Pensiamo ad esempio all’area del lago di Como o a Milano: in queste zone c’è una forte richiesta di camerieri. Allo stesso tempo, è vero, in Svizzera e in Ticino c’è un’alta percentuale di laureati, ma è altrettanto vero che esiste un’ampia fetta di popolazione che è tuttora impiegata nel ramo turistico, che è molto importante per il nostro Paese. Quindi è errato dire che gli svizzeri “non vogliono fare” i camerieri. E questo vale pure per gli operatori sociosanitari».
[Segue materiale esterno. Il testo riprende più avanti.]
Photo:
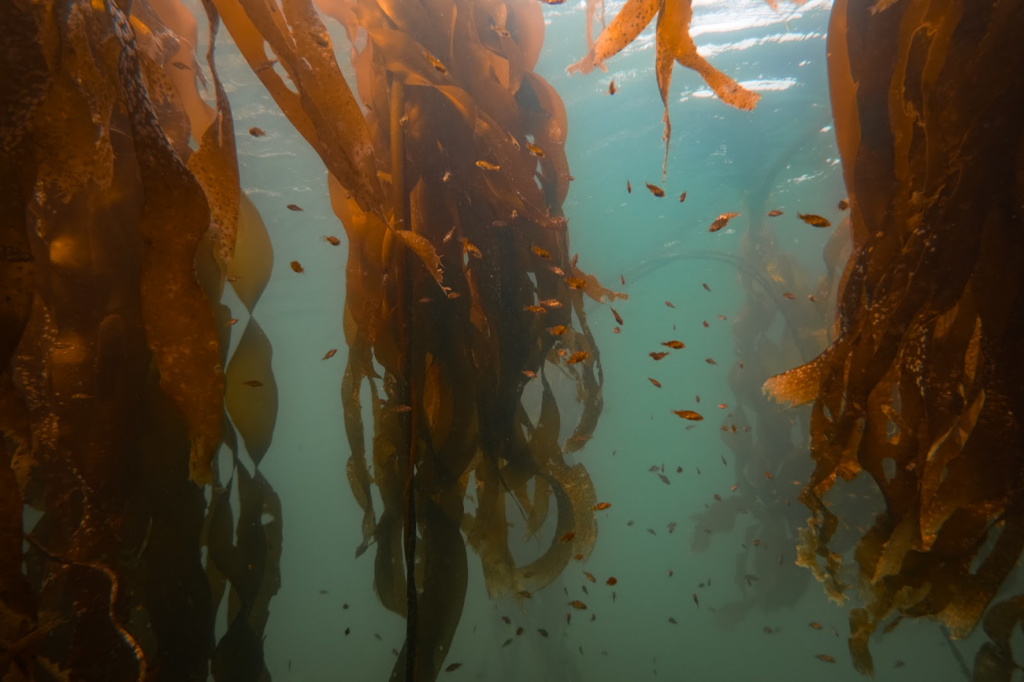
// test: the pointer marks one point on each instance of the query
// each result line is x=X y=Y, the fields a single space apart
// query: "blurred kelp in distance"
x=460 y=298
x=118 y=240
x=923 y=386
x=449 y=180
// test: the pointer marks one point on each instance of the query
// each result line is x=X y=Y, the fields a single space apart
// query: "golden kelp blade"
x=178 y=325
x=629 y=23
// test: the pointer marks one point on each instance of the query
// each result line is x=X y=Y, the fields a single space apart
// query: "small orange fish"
x=721 y=221
x=435 y=62
x=815 y=220
x=576 y=283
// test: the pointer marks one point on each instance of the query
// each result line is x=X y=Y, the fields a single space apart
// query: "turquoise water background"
x=717 y=155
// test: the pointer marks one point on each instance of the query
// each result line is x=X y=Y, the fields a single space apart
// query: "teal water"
x=720 y=157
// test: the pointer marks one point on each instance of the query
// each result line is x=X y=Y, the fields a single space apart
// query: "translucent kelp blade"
x=629 y=23
x=253 y=409
x=253 y=259
x=175 y=312
x=215 y=164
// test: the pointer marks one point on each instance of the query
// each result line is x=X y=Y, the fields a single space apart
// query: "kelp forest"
x=873 y=426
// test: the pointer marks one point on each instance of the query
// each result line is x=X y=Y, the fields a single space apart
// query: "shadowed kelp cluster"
x=922 y=388
x=118 y=241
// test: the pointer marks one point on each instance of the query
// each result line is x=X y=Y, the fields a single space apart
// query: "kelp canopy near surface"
x=461 y=294
x=117 y=242
x=924 y=387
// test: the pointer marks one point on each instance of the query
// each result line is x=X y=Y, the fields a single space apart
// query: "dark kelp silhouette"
x=922 y=388
x=117 y=243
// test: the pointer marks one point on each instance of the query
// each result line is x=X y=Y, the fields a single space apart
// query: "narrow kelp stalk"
x=399 y=265
x=117 y=241
x=924 y=386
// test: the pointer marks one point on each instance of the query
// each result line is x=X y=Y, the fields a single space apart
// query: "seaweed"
x=116 y=252
x=921 y=389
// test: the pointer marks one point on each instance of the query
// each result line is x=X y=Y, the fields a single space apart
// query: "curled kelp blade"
x=175 y=312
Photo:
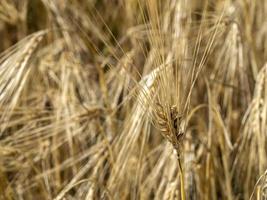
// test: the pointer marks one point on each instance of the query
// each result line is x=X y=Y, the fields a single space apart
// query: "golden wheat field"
x=133 y=99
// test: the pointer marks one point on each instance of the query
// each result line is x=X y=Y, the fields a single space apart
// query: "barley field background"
x=133 y=99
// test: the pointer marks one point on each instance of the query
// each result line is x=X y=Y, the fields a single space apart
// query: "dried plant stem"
x=182 y=184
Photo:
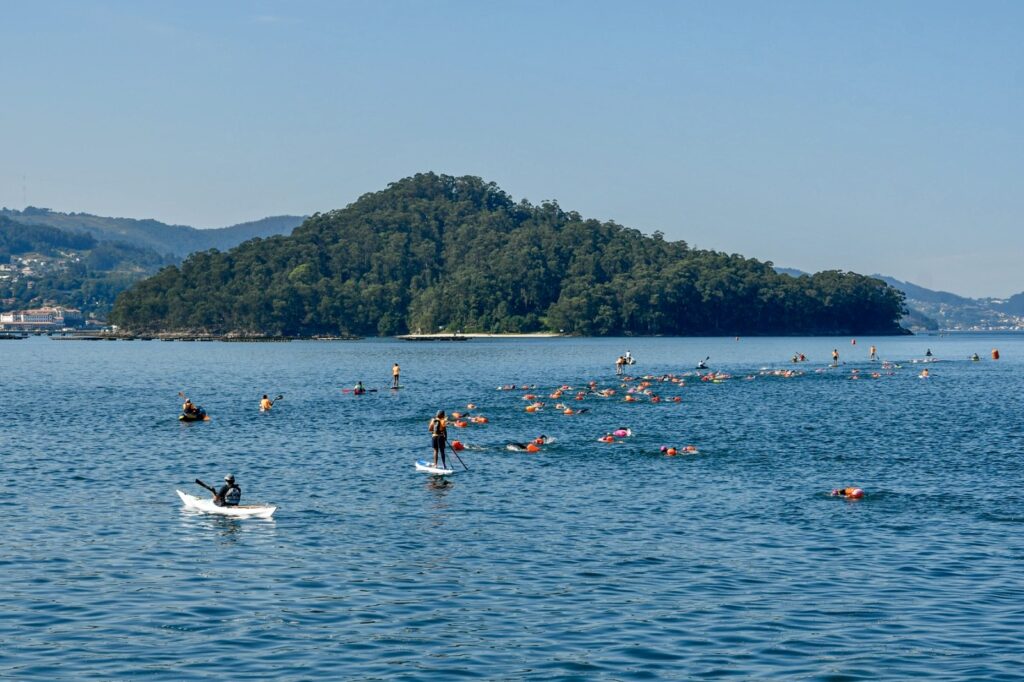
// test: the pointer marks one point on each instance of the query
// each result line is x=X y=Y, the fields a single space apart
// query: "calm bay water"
x=587 y=560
L’economista prosegue: «Si legge delle molte cliniche private e dunque del bisogno di tanti assistenti dato che i cittadini svizzeri non sono sufficienti: questo, semplicemente, è uno stereotipo. Tutto l’articolo sembra descrivere una realtà credibile, che però non analizza in modo realistico la specificità del Ticino. Ho guardato gli ultimi dati resi disponibili dalla SECO sui posti vacanti in Ticino: è corretto, i camerieri e gli operatori sanitari sono tra le figure più richieste, ma si parla di 322 posti vacanti per i servizi di ristorazione e di 57 posti vacanti nei servizi sanitari. Non bisogna dunque pensare che in Ticino vi siano migliaia di posti di lavoro che non si riesce a coprire e che serva costantemente la manodopera dall’Italia o da altri Paesi».

«La società è cambiata, le aspirazioni dei giovani pure»

Trend-Online inoltre non cita gli attuali circa 80 mila frontalieri, in gran parte impiegati in settori tutt’altro che fisicamente più faticosi. Il ricercatore dell’USI constata: «Si dice addirittura che le fabbriche hanno bisogno di operai, ma il numero dei frontalieri impiegati nel settore secondario è rimasto stabile. Le aziende hanno un numero costante di lavoratori da oltre confine e non cercano continuamente personale. L'aumento dei frontalieri, semmai, si registra nel settore terziario».

E aggiunge: «La difficoltà nel trovare determinate figure lavorative interessa tutto il mondo, perché la società è cambiata. I giovani hanno modificato le loro idee di lavoro e hanno altre aspirazioni: è difficile trovare camerieri in Ticino così come in Lombardia. Lo stesso vale per le ragazze e i ragazzi che intraprendono percorsi universitari: non è una peculiarità della Svizzera o del Ticino, è una tendenza globale. È sbagliato affermare che “non si vogliono fare lavori faticosi”, piuttosto bisogna constatare che la società odierna è fatta in un altro modo». L’economista conclude: «Articoli del genere creano false aspettative e aumentano la pressione sul mercato del lavoro ticinese. E questo non fa bene a nessuno».